Ekipom budowlanym na stacji w Zakopanem udało się dokonać niemal niemożliwego. W ciągu miesiąca, dzięki bardzo wysokiemu zaangażowaniu wykonawcy, udało się doprowadzić pociągi do stacji, na której jeszcze miesiąc temu nie było torów, sieci trakcyjne, urządzeń sterowania ruchem kolejowym i niegotowe były perony. Dzięki temu 22 grudnia wznowione zostały całoroczne połączenia kolejowe na Podhale.
- PKP Polskie Linie Kolejowe SA zakończyły zasadnicze prace w ostatnim etapie inwestycji, zapewniające krótsze i komfortowe podróże kolejową zakopianką - poinformował przed 9 rano zarządca linii kolejowych.
Jeszcze dzień wcześniej wcale nie było to takie pewne. Odbiory dwóch peronów i trzech torów na stacji trwały dosłownie do ostatniej chwili. Wykonawca inwestycji - ZUE - zaangażował w Zakopanem sporo pracowników i potężną bazę sprzętową. W ostatnich dniach miał też sporo szczęścia, bo do Zakopanego przyszła odwilż, która zakończyła się... dzisiaj w nocy śnieżycami i silnym wiatrem (powoduje to pewne opóźnienia pociągów). Na trzy zmiany trwały prace przy kończeniu budowy peronów np. w Misiagach i Bańskiej Niżnej. Są tu jeszcze do wykonania prace wykończeniowe związane np. z budową dojść. Będą prowadzone do końca roku.
– Od 22 grudnia komfort w przejazdach kolejową zakopianką zwiększyły kolejne obiekty dla podróżnych. Do 28 zmodernizowanych oraz nowych stacji i przystanków dołączyły: Biały Dunajec i Zakopane. Dostępność do kolei ułatwią również dodatkowe punkty zatrzymywania się pociągów: Bańska Niżna, Poronin Misiagi i Chabówka Stadion. Podobnie jak na zmodernizowanych dotychczas oraz nowych obiektach wyższy poziom obsługi podróżnych zapewniły nowe wiaty, ławki, tablice informacyjne oraz ścieżki dotykowe dla osób o ograniczonych możliwościach poruszania się – napisało PKP PLK. Przy niektórych peronach jest jednak jeszcze sporo do zrobienia.
– Zrealizowano już zasadniczą część robót, umożliwiającą przed Świętami wznowienie ruchu kolejowego i dojazd pociągiem do końcowej stacji Zakopane.
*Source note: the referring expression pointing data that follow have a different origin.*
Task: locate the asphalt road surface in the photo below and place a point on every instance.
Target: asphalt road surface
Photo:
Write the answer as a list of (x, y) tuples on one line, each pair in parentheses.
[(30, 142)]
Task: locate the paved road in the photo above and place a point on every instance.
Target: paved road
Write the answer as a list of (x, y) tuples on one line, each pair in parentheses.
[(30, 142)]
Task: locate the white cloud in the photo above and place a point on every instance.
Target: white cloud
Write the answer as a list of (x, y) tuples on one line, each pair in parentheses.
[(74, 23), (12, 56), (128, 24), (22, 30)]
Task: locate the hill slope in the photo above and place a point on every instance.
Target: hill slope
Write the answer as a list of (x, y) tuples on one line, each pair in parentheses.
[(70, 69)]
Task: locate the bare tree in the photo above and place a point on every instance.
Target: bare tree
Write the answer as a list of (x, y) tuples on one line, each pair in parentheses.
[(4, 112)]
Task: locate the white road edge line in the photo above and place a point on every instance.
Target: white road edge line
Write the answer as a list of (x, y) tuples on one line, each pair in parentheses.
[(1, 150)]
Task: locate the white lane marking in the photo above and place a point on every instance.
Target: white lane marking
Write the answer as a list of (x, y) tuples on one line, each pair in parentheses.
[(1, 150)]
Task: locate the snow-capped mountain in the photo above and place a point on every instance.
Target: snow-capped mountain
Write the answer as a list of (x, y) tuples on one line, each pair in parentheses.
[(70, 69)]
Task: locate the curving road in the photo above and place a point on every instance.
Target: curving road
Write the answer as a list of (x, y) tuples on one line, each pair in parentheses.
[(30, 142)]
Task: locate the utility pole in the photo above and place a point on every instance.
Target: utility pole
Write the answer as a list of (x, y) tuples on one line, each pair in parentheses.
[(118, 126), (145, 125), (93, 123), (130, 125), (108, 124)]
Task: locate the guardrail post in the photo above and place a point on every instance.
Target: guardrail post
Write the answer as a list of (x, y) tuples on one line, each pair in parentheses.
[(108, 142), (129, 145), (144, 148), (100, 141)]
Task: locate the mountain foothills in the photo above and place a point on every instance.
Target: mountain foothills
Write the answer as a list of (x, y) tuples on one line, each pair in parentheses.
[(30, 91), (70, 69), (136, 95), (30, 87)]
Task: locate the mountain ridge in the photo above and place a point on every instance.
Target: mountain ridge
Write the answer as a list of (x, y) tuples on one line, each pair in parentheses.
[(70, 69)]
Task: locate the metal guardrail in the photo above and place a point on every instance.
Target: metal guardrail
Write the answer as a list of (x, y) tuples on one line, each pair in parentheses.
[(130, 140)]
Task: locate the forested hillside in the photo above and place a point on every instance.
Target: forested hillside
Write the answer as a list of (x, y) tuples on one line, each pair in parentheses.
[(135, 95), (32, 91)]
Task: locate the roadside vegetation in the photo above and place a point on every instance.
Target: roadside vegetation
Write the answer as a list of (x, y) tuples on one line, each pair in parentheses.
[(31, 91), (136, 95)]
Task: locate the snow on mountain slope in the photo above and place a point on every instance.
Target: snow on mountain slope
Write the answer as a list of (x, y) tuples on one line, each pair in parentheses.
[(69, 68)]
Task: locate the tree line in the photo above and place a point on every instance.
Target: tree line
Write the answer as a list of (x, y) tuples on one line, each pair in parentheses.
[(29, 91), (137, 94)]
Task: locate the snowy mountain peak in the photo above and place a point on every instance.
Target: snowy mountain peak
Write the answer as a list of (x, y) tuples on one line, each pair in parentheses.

Dzięki inwestycji zarządcy infrastruktury kolejowej pasażerowie szybciej dojadą na Podhale, m.in. z Trójmiasta, Warszawy i z Krakowa. Podróż najszybszym pociągiem ze stolicy Małopolski do Zakopanego zajmuje ok. 2 godzin i 30/40 min. Trasa jest przygotowana do prędkości jazdy pociągów – max. 100 km/h dla linii 97 Skawina - Sucha Beskidzka i 98 Sucha Beskidzka - Chabówka oraz max. 120 km/h dla linii 99 Chabówka - Zakopane – czytamy w komunikacie.
Film przedstawiający pierwszy dzień powrotu pociągów do Zakopanego opublikował Tygodnik Podhalański.
Na razie stacja Zakopane przyjmie pociągi przy dwóch z czterech peronów. – Po zimowych podróżach, przy dogodniejszych warunkach pogodowych, dokończone będą pozostałe roboty, m.in. na stacji Zakopane. Obejmą one nawierzchnię na peronach, montaż wiat oraz prace wykończeniowe i porządkowe, których realizację uniemożliwiała obecna aura. Docelowo, m.in. po przeprowadzeniu wstępnej eksploatacji i dokończeniu prac na wiosnę, również okołotorowych (budowa dróg), najkrótszy czas przejazdu z Krakowa do Zakopanego powinien wynosić ok. 2 godz.15 /20 minut – dodaje PLK.
Modernizacja kolejowej zakopianki, prowadzona jest w ramach projektu „Prace na liniach kolejowych 97, 98, 99 na odcinku Skawina - Sucha Beskidzka – Chabówka – Zakopane”. Na realizację przeznaczono przeszło 1,4 mld zł netto. Projekt jest współfinansowany przez Unię Europejską ze środków Funduszu Spójności w ramach Programu Operacyjnego Infrastruktura i Środowisko.